Energy ‘Drill-and-Dump’ Roadmap for Private Equity Has Ended
©2015 Bloomberg News
Tina Davis
(Bloomberg) — The biggest players in energy have gathered in Houston for IHS CERAWeek, amid the worst price rout in six years. Here are five takeaways from Wednesday’s sessions:
* For U.S. private-equity firms, the days of drill-and-dump are over, said Blackstone Energy Partners CEO David Foley. Low commodity prices mean the time-tested formula of buying shale acreage, drilling a handful of wells to show there’s gas or oil and then selling out to a major energy producer is dead. “Those days are history,” said Foley, whose firm has invested in wells in Louisiana’s Haynesville shale. Now, the changing North American energy landscape is forcing private-equity firms to turn discoveries into producing fields, which means finding experienced management teams that know how to efficiently harvest the fuel.

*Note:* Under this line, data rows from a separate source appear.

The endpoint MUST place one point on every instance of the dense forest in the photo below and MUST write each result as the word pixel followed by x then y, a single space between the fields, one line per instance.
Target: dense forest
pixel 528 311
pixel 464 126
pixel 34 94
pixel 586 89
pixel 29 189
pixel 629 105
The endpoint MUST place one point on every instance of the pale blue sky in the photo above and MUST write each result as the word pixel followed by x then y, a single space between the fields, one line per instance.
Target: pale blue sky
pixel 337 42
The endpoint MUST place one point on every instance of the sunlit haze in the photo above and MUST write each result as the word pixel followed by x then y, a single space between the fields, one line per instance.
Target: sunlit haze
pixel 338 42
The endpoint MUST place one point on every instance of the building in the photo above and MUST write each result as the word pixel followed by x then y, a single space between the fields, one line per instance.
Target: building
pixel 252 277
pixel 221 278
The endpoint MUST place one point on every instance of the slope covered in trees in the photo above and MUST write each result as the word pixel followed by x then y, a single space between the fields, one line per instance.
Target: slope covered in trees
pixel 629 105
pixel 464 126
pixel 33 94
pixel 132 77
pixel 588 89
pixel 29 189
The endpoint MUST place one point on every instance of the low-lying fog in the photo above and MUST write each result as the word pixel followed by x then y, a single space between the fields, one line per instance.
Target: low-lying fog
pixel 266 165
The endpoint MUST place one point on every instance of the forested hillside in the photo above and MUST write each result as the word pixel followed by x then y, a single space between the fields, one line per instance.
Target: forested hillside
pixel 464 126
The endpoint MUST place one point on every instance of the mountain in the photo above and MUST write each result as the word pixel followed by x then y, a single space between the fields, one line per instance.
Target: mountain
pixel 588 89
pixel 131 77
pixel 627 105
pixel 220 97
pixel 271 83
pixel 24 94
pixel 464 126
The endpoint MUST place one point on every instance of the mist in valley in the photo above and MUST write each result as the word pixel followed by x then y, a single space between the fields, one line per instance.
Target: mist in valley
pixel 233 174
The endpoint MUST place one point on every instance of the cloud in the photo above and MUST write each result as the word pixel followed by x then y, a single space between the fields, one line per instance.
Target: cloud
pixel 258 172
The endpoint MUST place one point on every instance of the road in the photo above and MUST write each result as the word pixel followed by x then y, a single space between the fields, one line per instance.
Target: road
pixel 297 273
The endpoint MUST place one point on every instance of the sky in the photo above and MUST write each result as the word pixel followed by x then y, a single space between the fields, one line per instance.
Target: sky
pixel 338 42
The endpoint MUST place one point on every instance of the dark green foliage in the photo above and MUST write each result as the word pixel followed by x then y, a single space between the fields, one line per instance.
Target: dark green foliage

* Large investors looking for energy assets are about to get a lot more reckless, said Roberto Simon, head of project and energy finance in the Americas at Societe Generale. “There’s a lot of liquidity in the market,” Simon said. “When you have a lot of money to put to work, your credit standards come down a little bit.” Gas, oil and pipeline projects that financiers would have taken a pass on as too risky a few years ago now are getting a second look because it’s so hard to find investments in other sectors that generate a decent return, he said.
* Liquefied natural gas is still a focus for an industry seeking new markets to help fuel prices recover. As is true for oil producers, clamping down on costs is a major focus — at $60 oil, most LNG projects aren’t profitable, Cheniere Energy CEO Charif Souki said. Souki suggested smaller projects would be a way forward, with costs nearer $1 billion instead of the $15 billion for larger projects like his own export terminal in Louisiana. Floating LNG is another tool for moving the product at a lower price. On costs, “this is an industry that hasn’t been improving; it’s getting worse,” Shell’s Andy Brown said.
* Contracts for LNG are also changing, Souki said he sees suppliers no longer signing 20-year deals and perhaps going as short as two- or three-year agreements. Freeport LNG’s Michael Smith said contracts can be smaller as well, instead of asking a single customer to swallow huge lumps of output from liquefaction facilities under construction.
* Richard Kinder, CEO of pipeline giant Kinder Morgan, reads 50-60 history books a year. So it’s no surprise that he can easily reference a World War II-era pipeline as a model case in government efficiency — something he thinks is sorely lacking with permits today. The Roosevelt administration built a pipeline more than 1,000 miles long in 10 months to avoid German U-boats lurking on the Atlantic Coast during the war. A pipeline of almost the same length, size and cost built by Kinder Morgan in the modern day took four years to build, all because of permitting holdups. “Permitting is the great hurdle to getting a lot of this infrastructure done,” he said.
–With assistance from Joe Carroll in Chicago and Kelly Gilblom in New York.